Iceberg Tables
2 minute read
Introduction
Iceberg tables uses Apache Iceberg open table format specification to provide an abstraction layer on data files stored in open formats. Iceberg tables for Snowflake offer schema evolution, partitioning, and snapshot isolation to manage the table data efficiently.
The Snowflake emulator supports Iceberg tables, allowing you to create and manage Iceberg tables locally. You can use Iceberg tables to query data in Snowflake tables using the Iceberg table format by using external volumes, with data stored in local/remote S3 buckets.
Getting started
This guide is designed for users new to Iceberg tables and assumes basic knowledge of SQL and Snowflake. Start your Snowflake emulator and connect to it using an SQL client in order to execute the queries further below.

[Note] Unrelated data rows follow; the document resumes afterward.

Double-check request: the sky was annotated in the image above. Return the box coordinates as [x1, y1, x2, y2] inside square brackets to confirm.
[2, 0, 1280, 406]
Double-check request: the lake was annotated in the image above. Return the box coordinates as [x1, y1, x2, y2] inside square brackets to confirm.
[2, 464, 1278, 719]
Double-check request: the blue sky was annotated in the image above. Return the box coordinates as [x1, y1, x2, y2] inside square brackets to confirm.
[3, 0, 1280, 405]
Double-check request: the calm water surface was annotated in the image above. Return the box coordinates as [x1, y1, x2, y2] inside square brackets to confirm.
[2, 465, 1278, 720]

In this guide, you will create an external volume, and an Iceberg table to store and query data using the Iceberg table format.
Create an S3 bucket
You can create a local S3 bucket using the mb
command with the awslocal
CLI.
$ awslocal s3 mb s3://test-bucket
Create an external volume
You can create an external volume using the CREATE OR REPLACE EXTERNAL VOLUME
statement. The external volume is used to define the location of the files that Iceberg will use to store the table data.

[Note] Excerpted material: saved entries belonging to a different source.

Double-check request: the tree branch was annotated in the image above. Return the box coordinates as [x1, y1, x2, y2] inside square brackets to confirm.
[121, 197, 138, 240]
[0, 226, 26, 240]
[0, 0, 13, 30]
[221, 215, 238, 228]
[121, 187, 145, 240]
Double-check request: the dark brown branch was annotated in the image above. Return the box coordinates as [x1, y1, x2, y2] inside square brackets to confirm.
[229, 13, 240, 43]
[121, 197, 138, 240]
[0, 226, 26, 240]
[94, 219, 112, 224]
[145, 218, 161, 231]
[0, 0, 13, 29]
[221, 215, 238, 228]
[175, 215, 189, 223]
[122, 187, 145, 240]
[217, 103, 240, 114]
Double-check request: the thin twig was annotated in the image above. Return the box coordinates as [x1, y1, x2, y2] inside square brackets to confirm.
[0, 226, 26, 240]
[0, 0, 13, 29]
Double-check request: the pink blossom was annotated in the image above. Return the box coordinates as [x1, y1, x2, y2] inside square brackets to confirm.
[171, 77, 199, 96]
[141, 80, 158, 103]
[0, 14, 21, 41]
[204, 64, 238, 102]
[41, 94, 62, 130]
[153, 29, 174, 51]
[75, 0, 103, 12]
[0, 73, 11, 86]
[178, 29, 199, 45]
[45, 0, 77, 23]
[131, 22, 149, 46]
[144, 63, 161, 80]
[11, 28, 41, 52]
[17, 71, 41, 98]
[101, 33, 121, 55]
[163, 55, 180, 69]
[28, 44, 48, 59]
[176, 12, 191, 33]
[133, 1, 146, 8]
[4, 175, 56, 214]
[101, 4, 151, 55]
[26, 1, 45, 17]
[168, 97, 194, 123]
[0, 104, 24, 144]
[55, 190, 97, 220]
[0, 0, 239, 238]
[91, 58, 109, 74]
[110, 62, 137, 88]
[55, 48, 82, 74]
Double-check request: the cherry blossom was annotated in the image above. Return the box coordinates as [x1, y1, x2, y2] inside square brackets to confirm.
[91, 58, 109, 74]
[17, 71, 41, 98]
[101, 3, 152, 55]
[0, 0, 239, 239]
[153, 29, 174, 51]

CREATE OR REPLACE EXTERNAL VOLUME test_volume
STORAGE_LOCATIONS = (
(
NAME = 'aws-s3-test'
STORAGE_PROVIDER = 'S3'
STORAGE_BASE_URL = 's3://test-bucket/'
STORAGE_AWS_ROLE_ARN = 'arn:aws:iam::000000000000:role/s3-role'
ENCRYPTION=(TYPE='AWS_SSE_S3')
)
)
Grant access to Snowflake role
You can grant access to the Snowflake role using the GRANT USAGE ON EXTERNAL VOLUME
statement.
GRANT USAGE ON EXTERNAL VOLUME test_volume TO ROLE PUBLIC
Create Iceberg table
You can create an Iceberg table using the CREATE ICEBERG TABLE
statement. The Iceberg table is used to define the schema and location of the table data.

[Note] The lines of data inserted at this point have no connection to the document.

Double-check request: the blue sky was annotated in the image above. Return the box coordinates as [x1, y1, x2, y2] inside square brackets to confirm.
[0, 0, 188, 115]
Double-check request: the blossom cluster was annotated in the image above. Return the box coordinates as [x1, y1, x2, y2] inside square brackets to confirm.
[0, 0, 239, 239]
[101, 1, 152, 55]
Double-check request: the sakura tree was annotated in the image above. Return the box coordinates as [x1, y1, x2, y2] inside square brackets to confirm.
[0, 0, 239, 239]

CREATE ICEBERG TABLE test_table (c1 TEXT)
CATALOG='SNOWFLAKE', EXTERNAL_VOLUME='test_volume', BASE_LOCATION='test'
Insert and select data
You can insert and select data from the Iceberg table using the INSERT INTO
and SELECT
statements.
INSERT INTO test_table(c1) VALUES ('test'), ('foobar')
SELECT * FROM test_table
The output should be:
+------+
| C1 |
|------|
| test |
| foobar |
+------+
You can also list the content of the S3 bucket:
$ awslocal s3 ls --recursive s3://test-bucket/